[JAKARTA] The world's hottest island property market is about to get even hotter.
Prime residential prices on Bali, known for its surf and rice-paddy landscapes, surged 15 per cent last year, the most among comparable destinations tracked by broker Knight Frank LLP. The cost of villas on the Spanish island of Ibiza climbed 5 per cent and slid 8 per cent in Italy's autonomous region of Sardinia, the report said.
Bali's gains are set to continue as the Indonesian government begins to discuss this week revising rules to allow foreigners to directly own luxury apartments in the archipelago, with hopes of implementing changes within two to three months. Nathan Ryan, owner of property brokerage Bali Realty, expects interest from China and Singapore once the revisions are made.

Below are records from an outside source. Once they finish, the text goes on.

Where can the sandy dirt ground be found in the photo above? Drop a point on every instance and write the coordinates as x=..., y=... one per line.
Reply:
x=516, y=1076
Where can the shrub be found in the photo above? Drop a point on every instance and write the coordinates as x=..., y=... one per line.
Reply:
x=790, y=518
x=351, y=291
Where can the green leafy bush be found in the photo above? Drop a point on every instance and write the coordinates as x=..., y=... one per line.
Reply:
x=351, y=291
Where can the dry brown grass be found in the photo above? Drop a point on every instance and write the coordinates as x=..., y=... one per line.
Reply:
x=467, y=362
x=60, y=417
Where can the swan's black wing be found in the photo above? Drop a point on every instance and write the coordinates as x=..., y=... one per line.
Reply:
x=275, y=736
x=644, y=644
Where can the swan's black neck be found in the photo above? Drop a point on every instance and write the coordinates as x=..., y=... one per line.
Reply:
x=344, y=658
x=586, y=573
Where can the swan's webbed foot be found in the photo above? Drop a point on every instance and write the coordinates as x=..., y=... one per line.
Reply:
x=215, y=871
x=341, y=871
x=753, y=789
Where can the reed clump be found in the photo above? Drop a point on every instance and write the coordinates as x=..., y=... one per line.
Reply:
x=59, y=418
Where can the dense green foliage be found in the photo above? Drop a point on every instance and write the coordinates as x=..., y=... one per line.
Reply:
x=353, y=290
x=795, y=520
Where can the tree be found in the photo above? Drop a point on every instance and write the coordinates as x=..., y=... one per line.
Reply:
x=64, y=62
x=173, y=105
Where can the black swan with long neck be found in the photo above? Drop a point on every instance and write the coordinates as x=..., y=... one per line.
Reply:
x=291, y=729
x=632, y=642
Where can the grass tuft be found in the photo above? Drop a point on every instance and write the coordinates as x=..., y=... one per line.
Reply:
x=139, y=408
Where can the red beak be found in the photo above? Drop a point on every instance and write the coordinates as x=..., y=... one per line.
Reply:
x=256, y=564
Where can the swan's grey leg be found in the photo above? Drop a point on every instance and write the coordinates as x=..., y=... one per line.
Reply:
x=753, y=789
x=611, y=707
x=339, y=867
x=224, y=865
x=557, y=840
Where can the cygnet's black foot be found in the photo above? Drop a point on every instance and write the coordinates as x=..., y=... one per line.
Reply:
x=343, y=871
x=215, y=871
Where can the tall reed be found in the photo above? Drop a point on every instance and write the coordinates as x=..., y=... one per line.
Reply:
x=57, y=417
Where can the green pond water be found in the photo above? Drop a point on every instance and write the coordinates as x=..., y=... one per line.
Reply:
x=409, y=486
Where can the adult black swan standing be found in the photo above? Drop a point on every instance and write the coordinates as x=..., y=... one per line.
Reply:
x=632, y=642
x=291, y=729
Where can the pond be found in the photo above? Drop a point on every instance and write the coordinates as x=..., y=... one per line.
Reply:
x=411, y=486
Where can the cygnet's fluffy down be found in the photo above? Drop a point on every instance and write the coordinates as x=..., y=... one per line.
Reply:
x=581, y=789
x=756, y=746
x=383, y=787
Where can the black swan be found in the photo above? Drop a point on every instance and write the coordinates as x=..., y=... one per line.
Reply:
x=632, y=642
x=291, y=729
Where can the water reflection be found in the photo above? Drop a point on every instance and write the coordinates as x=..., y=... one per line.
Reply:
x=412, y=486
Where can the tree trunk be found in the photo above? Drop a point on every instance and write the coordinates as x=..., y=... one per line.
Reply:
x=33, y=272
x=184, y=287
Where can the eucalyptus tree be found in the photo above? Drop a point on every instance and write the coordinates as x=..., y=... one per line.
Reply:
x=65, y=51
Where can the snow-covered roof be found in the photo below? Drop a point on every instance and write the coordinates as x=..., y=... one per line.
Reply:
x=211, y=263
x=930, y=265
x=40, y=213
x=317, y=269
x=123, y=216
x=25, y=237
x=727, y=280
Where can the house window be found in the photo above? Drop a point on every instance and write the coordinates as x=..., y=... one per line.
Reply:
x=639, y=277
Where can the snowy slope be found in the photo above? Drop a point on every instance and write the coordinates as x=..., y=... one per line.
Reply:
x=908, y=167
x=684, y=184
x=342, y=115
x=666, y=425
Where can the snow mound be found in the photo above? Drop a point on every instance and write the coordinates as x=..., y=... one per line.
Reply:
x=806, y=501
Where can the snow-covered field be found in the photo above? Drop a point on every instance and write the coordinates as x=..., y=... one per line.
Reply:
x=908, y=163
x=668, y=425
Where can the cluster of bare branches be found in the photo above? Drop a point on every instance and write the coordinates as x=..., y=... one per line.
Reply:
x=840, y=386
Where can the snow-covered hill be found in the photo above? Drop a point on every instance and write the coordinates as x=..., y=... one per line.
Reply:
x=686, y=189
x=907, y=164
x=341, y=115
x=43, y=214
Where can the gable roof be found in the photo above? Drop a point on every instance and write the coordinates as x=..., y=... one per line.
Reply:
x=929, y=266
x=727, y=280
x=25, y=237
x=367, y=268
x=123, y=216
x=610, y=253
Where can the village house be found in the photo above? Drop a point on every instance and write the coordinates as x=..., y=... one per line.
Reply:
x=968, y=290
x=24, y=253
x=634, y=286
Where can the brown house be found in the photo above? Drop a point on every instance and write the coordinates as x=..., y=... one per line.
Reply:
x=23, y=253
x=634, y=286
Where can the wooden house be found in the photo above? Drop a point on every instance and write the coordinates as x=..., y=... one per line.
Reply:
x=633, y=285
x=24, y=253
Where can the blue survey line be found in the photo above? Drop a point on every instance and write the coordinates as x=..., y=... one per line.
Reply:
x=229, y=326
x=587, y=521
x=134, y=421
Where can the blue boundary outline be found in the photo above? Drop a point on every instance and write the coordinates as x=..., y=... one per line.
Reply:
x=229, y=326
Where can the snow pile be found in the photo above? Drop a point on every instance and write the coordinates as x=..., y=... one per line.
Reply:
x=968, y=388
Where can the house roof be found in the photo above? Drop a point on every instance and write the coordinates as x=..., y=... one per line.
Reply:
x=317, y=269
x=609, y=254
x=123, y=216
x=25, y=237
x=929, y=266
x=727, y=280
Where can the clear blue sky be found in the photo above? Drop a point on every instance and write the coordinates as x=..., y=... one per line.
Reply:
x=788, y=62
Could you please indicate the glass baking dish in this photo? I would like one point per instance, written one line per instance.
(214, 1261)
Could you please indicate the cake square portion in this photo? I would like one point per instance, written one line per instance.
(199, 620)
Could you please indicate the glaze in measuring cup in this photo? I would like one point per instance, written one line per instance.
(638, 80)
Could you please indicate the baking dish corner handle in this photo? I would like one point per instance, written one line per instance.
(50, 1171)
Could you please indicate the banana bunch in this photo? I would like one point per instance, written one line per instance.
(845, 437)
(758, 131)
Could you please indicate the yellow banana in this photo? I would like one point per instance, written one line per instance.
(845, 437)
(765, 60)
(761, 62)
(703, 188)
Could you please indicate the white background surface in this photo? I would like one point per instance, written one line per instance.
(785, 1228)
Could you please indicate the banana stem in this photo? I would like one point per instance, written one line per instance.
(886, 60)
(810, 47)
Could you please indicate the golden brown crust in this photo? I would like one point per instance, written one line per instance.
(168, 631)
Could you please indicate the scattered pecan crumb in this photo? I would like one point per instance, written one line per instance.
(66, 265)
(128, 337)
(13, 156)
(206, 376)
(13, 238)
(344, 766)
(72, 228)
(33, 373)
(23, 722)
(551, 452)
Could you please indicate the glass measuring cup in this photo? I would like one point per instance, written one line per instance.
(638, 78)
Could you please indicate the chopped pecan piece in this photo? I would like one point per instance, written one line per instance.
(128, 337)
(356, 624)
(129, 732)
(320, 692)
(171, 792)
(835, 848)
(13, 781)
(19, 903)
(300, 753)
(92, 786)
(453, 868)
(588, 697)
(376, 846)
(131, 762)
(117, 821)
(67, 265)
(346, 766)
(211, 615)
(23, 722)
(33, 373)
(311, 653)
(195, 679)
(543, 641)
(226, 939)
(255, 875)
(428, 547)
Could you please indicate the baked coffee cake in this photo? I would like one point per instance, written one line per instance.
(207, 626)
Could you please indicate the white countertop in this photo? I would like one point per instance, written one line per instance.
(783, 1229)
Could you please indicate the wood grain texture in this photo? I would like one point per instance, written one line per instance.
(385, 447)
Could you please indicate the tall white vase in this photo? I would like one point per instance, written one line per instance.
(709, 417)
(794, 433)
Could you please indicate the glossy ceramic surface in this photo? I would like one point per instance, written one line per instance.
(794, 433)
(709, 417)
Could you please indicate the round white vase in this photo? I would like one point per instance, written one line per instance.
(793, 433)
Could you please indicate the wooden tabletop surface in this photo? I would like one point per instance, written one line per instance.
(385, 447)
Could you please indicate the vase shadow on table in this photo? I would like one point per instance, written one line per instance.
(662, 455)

"Asian buyers are no doubt a sleeping giant for Indonesia," Mr Ryan said from Kerobokan, an area north of Kuta, known for its surf and nightlife. "These buyers have plenty of money, but they are turned away by the leasehold property options, as they would prefer to be able to buy freehold." Currently, foreigners can get around the ban against owning real estate in Indonesia by using local citizens as proxies or by structuring the purchase as a long-term lease.
Singapore Interest The government will coordinate with the immigration and tax offices to draft the revisions, Sofyan Djalil, coordinating minister for economic affairs, said July 23. He cites Malaysia as an example, where foreigners can directly own landed property with approval from the state authority.
"If you look at how close Jakarta is to Singapore and given that a lot of Singaporeans also work in Indonesia, there will be interest from Singaporeans," said Christine Li, director of research for Singapore at property broker Cushman & Wakefield. "Indonesia is still one of the biggest Asean markets in terms of population, in terms of land size, so there's definitely a lot of room to grow." Property prices in the Indonesian capital Jakarta, about an hour's flight from Singapore, increased 11 per cent in March from a year earlier, Knight Frank data show. That's the biggest gain in Asia after Bengaluru in India, where real estate costs rose 13.6 per cent.
The Indonesian government's meeting this week will discuss conditions governing real estate purchases by non-Indonesians, including size restrictions, Mr Djalil said.
Under the proposed amendments, foreigners will only be allowed to buy luxury apartments and no landed property.
Previously, Setyo Maharso, a member of President Joko Widodo's campaign team, said the government will allow foreigners to buy property of at least 200 square meters (2,153 square feet) and worth a minimum of 2.5 billion rupiah (S$253,079).
The revision "will lend support and perhaps counterbalance the slowdown in economic conditions," said Chua Yang Liang, head of research for Southeast Asia at real estate broker Jones Lang LaSalle Inc. "Providing clarity, real estate transparency and clarity of policies is important in any transaction, so this will probably lift demand if it makes it clearer."